NUH SURESİ 2

 


NUH SURESİ

 

Bu sure de Mekke'de nazil olmuştur. Yirmisekiz ayettir.

Allah (c.c) Hz. Ademle beraber, kıyamete kadar gelecek olan insan­ları bir yarışa sokmuştur. Bu duruma Kur'ân-ı Kerim'de, "Cennete doğru yarış yapınız"[1] şeklinde ifade ederek, mü­sabakalar tertib etmemiz gerektiğine işaret edilmiş.

Karanlıkların, dikenlerin, pisliklerin olduğu, insanı yolundan alıkoy­duğu, çok cazibeli şeylerin de bulunduğu bu dünyada, nerelerde dura­cağımız, nerelerde koşacağımız ve nasıl varacağımız konusunda da: Allah (c.c) peygamberlerini göndermiştir.

İnsanlık tarihini Peygamberle başlatmıştır. Arkasından da peygam­berler gelmeye devam etmiştir. İşte onlardan bir tanesi de Nuh(a.s.)'dır.

Allah (c.c) Nuh'u (a.s.) peygamber olarak gönderir. O Rabbinin verdiği görevi yılmadan, usanmadan, bıkmadan, 950 sene kavminin arasında insanlara İslam'ı anlatır.

Bu bize neyi anlatır? İslâmi hizmetlerde bulunan bazı kardeşlerim, imansızlardan birine bir defa gidiyor. Fakat gittiğinde yüz bulmadığı gibi tam tersine tersleniyor ve gelmemesi isteniyor. Bu kardeşimiz de bir daha gitmiyor.

Hz. Nuh (A.S) kavminin arasında 950 sene İslâm'ı anlatmaya de­vam etmiştir. İşte Allah (c.c) "Nuh Suresi" diye isimlendirilen bu süre de Nuh (A.S)'ın hayatından bize bir bölüm veriyor.[2]

 

1- Kendilerine acıklı bir azap gelmeden önce, "kavmini uyar" diye Nuh'u kavmine Peygamber olarak gönderdik.

2- Dedi ki: "Ey kavmim, ben size apaçık bir uyarıcıyım.

3- Allah'a ibadet edin, ondan sakının ve bana itaat edin ki,

4-  Günahlarınızın bir kısmını affetsin ve belirli bir zamana kadar ertelesin. Şüphesiz Allah'ın belirlediği zaman gelince ertelenmez. Keşke bilseydiniz."

Bütün peygamberler uyarıcıdırlar. Bir bela ve musibet gelmeden , önce insanları uyarmak için gönderilmişlerdir.

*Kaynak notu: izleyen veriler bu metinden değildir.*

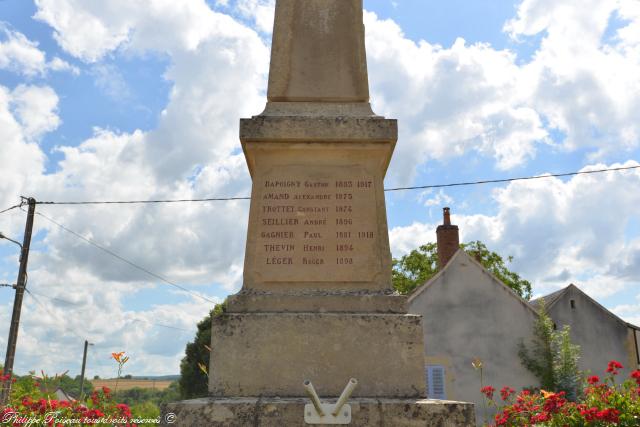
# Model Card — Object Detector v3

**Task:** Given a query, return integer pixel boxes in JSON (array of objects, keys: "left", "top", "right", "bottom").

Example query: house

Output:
[
  {"left": 532, "top": 284, "right": 640, "bottom": 377},
  {"left": 407, "top": 208, "right": 539, "bottom": 424},
  {"left": 408, "top": 207, "right": 640, "bottom": 425},
  {"left": 53, "top": 387, "right": 76, "bottom": 402}
]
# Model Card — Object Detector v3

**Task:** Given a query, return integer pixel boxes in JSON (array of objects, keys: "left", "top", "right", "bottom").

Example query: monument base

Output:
[
  {"left": 209, "top": 312, "right": 425, "bottom": 397},
  {"left": 160, "top": 397, "right": 475, "bottom": 426}
]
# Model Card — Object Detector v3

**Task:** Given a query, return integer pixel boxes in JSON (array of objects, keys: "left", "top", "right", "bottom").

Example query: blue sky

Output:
[{"left": 1, "top": 0, "right": 639, "bottom": 377}]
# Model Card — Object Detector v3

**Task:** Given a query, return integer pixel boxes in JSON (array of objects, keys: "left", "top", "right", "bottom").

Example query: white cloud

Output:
[
  {"left": 362, "top": 2, "right": 640, "bottom": 184},
  {"left": 48, "top": 56, "right": 80, "bottom": 75},
  {"left": 0, "top": 84, "right": 53, "bottom": 237},
  {"left": 390, "top": 161, "right": 640, "bottom": 300},
  {"left": 0, "top": 264, "right": 218, "bottom": 376},
  {"left": 504, "top": 0, "right": 640, "bottom": 158},
  {"left": 33, "top": 0, "right": 261, "bottom": 62},
  {"left": 236, "top": 0, "right": 275, "bottom": 33},
  {"left": 419, "top": 189, "right": 454, "bottom": 208},
  {"left": 9, "top": 85, "right": 60, "bottom": 140},
  {"left": 91, "top": 63, "right": 131, "bottom": 102},
  {"left": 364, "top": 13, "right": 549, "bottom": 183},
  {"left": 0, "top": 24, "right": 78, "bottom": 76},
  {"left": 612, "top": 295, "right": 640, "bottom": 326},
  {"left": 0, "top": 24, "right": 46, "bottom": 76}
]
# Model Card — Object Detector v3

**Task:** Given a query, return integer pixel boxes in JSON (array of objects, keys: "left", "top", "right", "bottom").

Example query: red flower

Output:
[
  {"left": 606, "top": 360, "right": 623, "bottom": 375},
  {"left": 530, "top": 412, "right": 550, "bottom": 423},
  {"left": 595, "top": 408, "right": 620, "bottom": 423},
  {"left": 542, "top": 391, "right": 566, "bottom": 414},
  {"left": 116, "top": 403, "right": 132, "bottom": 418},
  {"left": 1, "top": 407, "right": 16, "bottom": 418},
  {"left": 481, "top": 385, "right": 495, "bottom": 400},
  {"left": 494, "top": 411, "right": 509, "bottom": 426},
  {"left": 101, "top": 385, "right": 111, "bottom": 394},
  {"left": 631, "top": 370, "right": 640, "bottom": 386},
  {"left": 580, "top": 406, "right": 600, "bottom": 422},
  {"left": 90, "top": 391, "right": 100, "bottom": 406},
  {"left": 500, "top": 386, "right": 516, "bottom": 401},
  {"left": 587, "top": 375, "right": 600, "bottom": 384}
]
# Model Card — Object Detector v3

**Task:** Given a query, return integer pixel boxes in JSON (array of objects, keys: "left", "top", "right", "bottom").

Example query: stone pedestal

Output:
[
  {"left": 161, "top": 398, "right": 475, "bottom": 427},
  {"left": 209, "top": 313, "right": 424, "bottom": 398}
]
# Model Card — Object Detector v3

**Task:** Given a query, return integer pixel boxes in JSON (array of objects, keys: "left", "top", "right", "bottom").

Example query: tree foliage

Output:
[
  {"left": 392, "top": 243, "right": 439, "bottom": 295},
  {"left": 518, "top": 299, "right": 581, "bottom": 399},
  {"left": 392, "top": 240, "right": 532, "bottom": 299},
  {"left": 179, "top": 301, "right": 226, "bottom": 399}
]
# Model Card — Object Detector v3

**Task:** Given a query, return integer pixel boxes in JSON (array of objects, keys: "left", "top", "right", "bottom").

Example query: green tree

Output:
[
  {"left": 518, "top": 300, "right": 556, "bottom": 390},
  {"left": 179, "top": 301, "right": 226, "bottom": 399},
  {"left": 392, "top": 243, "right": 439, "bottom": 295},
  {"left": 518, "top": 299, "right": 581, "bottom": 399},
  {"left": 553, "top": 325, "right": 581, "bottom": 400},
  {"left": 392, "top": 240, "right": 532, "bottom": 299}
]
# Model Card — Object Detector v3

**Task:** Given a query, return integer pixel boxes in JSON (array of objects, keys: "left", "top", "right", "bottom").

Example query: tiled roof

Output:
[{"left": 529, "top": 286, "right": 570, "bottom": 310}]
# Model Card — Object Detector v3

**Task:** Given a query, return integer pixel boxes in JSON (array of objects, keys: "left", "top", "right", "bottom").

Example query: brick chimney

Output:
[{"left": 436, "top": 207, "right": 459, "bottom": 269}]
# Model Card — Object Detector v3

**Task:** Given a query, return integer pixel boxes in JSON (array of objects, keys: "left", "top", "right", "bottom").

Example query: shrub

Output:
[{"left": 519, "top": 299, "right": 581, "bottom": 399}]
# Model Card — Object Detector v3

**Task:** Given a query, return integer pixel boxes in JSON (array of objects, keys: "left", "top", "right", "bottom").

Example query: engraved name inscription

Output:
[{"left": 252, "top": 167, "right": 379, "bottom": 282}]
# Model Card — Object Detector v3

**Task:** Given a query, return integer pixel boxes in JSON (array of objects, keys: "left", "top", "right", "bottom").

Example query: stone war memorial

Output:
[{"left": 162, "top": 1, "right": 475, "bottom": 425}]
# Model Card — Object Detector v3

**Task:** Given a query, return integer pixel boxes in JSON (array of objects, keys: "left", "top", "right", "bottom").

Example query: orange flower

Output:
[
  {"left": 541, "top": 390, "right": 555, "bottom": 399},
  {"left": 111, "top": 352, "right": 125, "bottom": 363}
]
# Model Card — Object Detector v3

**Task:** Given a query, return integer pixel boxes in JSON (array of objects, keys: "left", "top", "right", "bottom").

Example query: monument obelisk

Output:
[{"left": 163, "top": 1, "right": 474, "bottom": 425}]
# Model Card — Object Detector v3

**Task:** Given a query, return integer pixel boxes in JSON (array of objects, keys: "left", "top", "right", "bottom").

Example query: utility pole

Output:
[
  {"left": 79, "top": 340, "right": 90, "bottom": 399},
  {"left": 0, "top": 197, "right": 36, "bottom": 405}
]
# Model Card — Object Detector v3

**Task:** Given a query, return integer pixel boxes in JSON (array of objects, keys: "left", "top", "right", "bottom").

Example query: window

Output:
[
  {"left": 570, "top": 299, "right": 576, "bottom": 309},
  {"left": 425, "top": 365, "right": 446, "bottom": 399}
]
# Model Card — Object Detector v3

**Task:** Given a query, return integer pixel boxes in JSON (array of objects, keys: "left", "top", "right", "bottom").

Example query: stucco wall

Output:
[
  {"left": 408, "top": 251, "right": 539, "bottom": 425},
  {"left": 547, "top": 286, "right": 636, "bottom": 380}
]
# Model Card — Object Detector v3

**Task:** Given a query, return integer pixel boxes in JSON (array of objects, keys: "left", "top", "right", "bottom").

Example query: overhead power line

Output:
[
  {"left": 130, "top": 318, "right": 191, "bottom": 332},
  {"left": 383, "top": 164, "right": 640, "bottom": 192},
  {"left": 25, "top": 286, "right": 192, "bottom": 332},
  {"left": 25, "top": 288, "right": 87, "bottom": 342},
  {"left": 35, "top": 196, "right": 250, "bottom": 206},
  {"left": 29, "top": 164, "right": 640, "bottom": 206},
  {"left": 26, "top": 288, "right": 79, "bottom": 306},
  {"left": 33, "top": 210, "right": 218, "bottom": 305},
  {"left": 0, "top": 202, "right": 24, "bottom": 214}
]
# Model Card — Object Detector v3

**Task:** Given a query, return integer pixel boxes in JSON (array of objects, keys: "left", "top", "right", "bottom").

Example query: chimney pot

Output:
[
  {"left": 443, "top": 207, "right": 451, "bottom": 225},
  {"left": 436, "top": 207, "right": 459, "bottom": 270}
]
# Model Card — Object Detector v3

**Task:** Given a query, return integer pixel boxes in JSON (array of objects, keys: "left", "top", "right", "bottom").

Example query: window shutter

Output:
[{"left": 425, "top": 365, "right": 446, "bottom": 400}]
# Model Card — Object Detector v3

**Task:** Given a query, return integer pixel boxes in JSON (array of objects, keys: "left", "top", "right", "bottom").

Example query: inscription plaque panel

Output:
[{"left": 250, "top": 165, "right": 380, "bottom": 283}]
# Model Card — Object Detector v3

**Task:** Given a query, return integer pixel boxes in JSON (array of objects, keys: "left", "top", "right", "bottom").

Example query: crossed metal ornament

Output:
[{"left": 303, "top": 378, "right": 358, "bottom": 425}]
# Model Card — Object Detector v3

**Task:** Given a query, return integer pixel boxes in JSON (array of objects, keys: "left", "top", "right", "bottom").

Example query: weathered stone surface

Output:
[
  {"left": 209, "top": 313, "right": 425, "bottom": 398},
  {"left": 240, "top": 142, "right": 395, "bottom": 295},
  {"left": 161, "top": 398, "right": 476, "bottom": 427},
  {"left": 267, "top": 0, "right": 369, "bottom": 102},
  {"left": 226, "top": 291, "right": 407, "bottom": 313},
  {"left": 240, "top": 116, "right": 397, "bottom": 144},
  {"left": 259, "top": 102, "right": 376, "bottom": 117}
]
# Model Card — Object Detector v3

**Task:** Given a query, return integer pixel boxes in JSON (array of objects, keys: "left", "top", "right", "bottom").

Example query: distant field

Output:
[{"left": 92, "top": 379, "right": 173, "bottom": 391}]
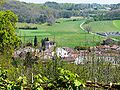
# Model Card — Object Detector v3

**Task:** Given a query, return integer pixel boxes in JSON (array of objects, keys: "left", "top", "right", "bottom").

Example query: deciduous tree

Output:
[
  {"left": 85, "top": 26, "right": 92, "bottom": 34},
  {"left": 0, "top": 10, "right": 20, "bottom": 55}
]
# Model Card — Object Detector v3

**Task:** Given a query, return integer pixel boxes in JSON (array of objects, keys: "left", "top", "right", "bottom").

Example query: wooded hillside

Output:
[{"left": 0, "top": 0, "right": 120, "bottom": 23}]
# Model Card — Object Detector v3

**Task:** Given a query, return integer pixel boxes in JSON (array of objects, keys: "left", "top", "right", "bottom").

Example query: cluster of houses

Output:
[{"left": 14, "top": 40, "right": 120, "bottom": 65}]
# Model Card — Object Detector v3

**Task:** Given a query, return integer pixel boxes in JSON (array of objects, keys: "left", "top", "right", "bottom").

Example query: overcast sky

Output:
[{"left": 18, "top": 0, "right": 120, "bottom": 4}]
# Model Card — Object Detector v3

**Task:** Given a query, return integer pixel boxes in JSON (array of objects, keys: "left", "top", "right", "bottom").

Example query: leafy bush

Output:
[{"left": 0, "top": 67, "right": 84, "bottom": 90}]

Son peygamber Hz. Muhammed Mustafa (S.A.V) de, kıyamete ka­dar gelecek olan bütün insanları uyarıyor. Ne olur o elim azab gelmeden önce aklınızı başınıza alınız. Sizi yaratan Allah'ı tanıyınız. O'nun emirlerine göre evleniniz, ticaret yapınız, siyaset yapınız, insanlar arası ilişkilerinizi düzeltiniz, devletler arası ilişkilerinizi düzeltiniz. Zira bu kainatı ve bu kainatın içindeki herşeyi yaratan Allah (c.c) tır.

Nuh (A.S) halkın huzuruna çıkıp diyor ki: Ey kavmim! Ben sizin için apaçık uyarıcıyım. Dikkat edin, "apaçık uyarıcıyım" diyor. "Tevil götü­ren sözler değil, açıktan hepinizin anlıyabileceği bir dille konuşuyo­rum." diyor.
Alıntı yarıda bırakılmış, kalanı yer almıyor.